It is important to understand what steps should be taken when a family member passes away. Often, people panic about what things should be immediately taken care of and what the process will be for administering the deceased person's estate.

The following is a list of steps that should be followed to fully address these concerns:

  1. Address the funeral arrangements first. (See if the decedent has any written funeral declarations setting forth his or her wishes)
  2. Secure the house and other property
  3. Don't worry about paying the bills, transferring assets or opening an estate until burial and funeral services complete. Allow yourself a period to grieve.

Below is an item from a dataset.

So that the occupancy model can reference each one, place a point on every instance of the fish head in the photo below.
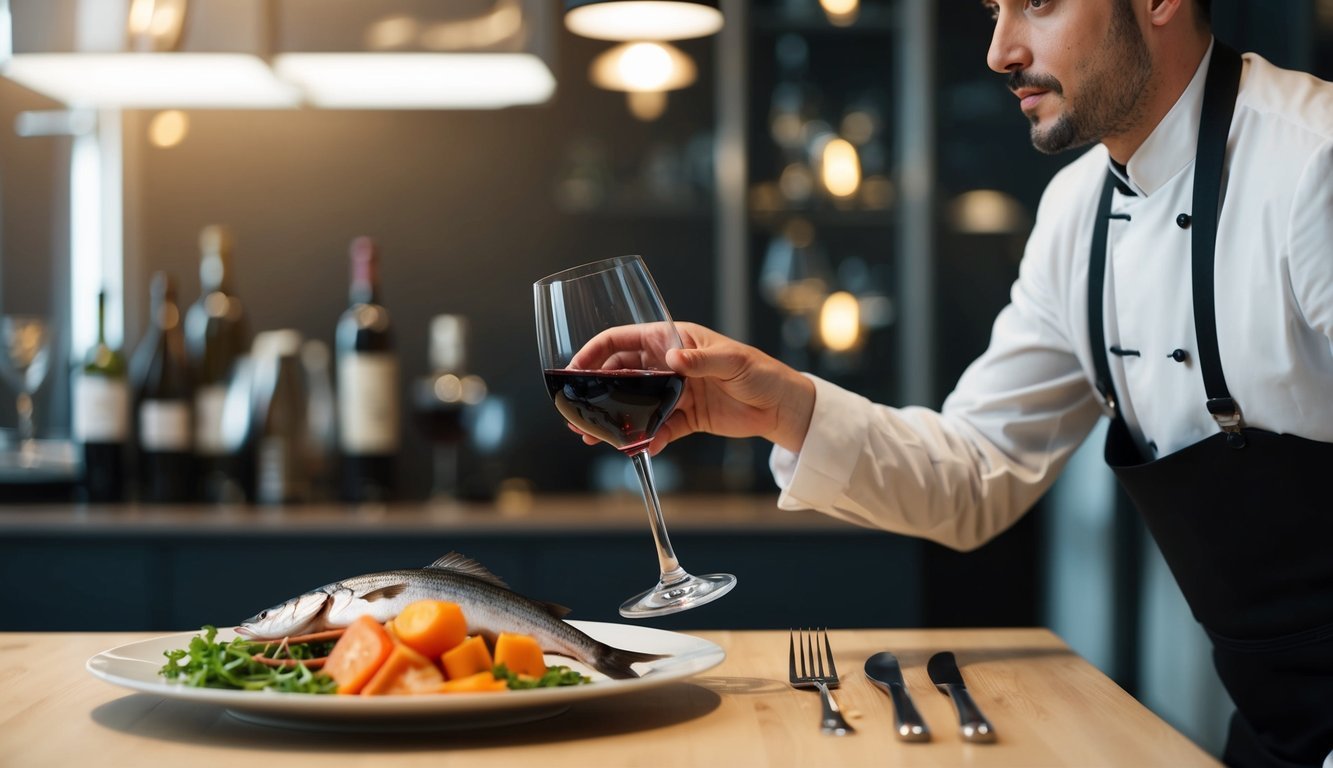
(296, 616)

  4. Look for the original will and trust documents
  5. Collect bills, bank statements, tax returns if they can be located
  6. Contact an attorney to determine whether or not an estate needs to be opened. If assets were held jointly or if assets had a beneficiary, it is not necessary to probate the estate. The assets can be transferred directly to the co-owner or beneficiary without probate court intervention. Usually, a certified death certificate needs to be presented in order to release the funds to the joint owner or beneficiary.

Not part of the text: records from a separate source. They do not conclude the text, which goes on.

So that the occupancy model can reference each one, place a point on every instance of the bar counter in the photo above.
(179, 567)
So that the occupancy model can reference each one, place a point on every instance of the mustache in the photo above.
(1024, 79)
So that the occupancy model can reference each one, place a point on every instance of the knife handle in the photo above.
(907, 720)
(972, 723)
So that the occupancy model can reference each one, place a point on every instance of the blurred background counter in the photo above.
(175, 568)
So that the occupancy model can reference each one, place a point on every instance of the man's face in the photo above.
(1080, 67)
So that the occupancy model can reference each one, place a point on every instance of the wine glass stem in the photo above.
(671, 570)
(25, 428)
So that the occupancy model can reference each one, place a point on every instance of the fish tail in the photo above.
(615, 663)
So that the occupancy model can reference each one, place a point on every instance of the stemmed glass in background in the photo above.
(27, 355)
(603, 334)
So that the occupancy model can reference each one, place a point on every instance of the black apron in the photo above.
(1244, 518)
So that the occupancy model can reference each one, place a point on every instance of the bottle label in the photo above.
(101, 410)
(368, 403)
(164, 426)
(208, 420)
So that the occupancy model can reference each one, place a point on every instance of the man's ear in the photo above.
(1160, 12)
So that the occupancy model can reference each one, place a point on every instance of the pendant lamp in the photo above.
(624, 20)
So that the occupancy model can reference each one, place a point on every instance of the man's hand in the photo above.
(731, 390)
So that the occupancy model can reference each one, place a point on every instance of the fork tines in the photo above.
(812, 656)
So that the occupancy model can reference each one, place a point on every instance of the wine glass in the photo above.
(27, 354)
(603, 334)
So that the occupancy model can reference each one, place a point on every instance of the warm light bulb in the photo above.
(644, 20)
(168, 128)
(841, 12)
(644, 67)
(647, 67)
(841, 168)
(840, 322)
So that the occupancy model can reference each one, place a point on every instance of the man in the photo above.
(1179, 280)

  7. If an estate is opened, there is a period of time in which creditors can assert claims. These claims need to be evaluated and either paid or rejected by the administrator or executor of the estate.
  8. Contact an accountant to determine if final federal, state and locate tax returns need to be filed for the decedent. If there is income earned on the assets after death, estate income tax returns may need to be filed as well.
  9. If an estate is opened, the legitimate bills, estate administration expenses and taxes must be paid first before distribution to the beneficiaries.
  10. If there are not enough estate assets to pay all bills, expenses and taxes, the estate is considered insolvent and a proceeding to determine the order of payment of debts must be held by the probate court.

It is always wise to consult with an attorney to determinate which of these steps apply to your situation and to formulate a plan for addressing all of the matters that necessarily must be resolved at the time of someone's death.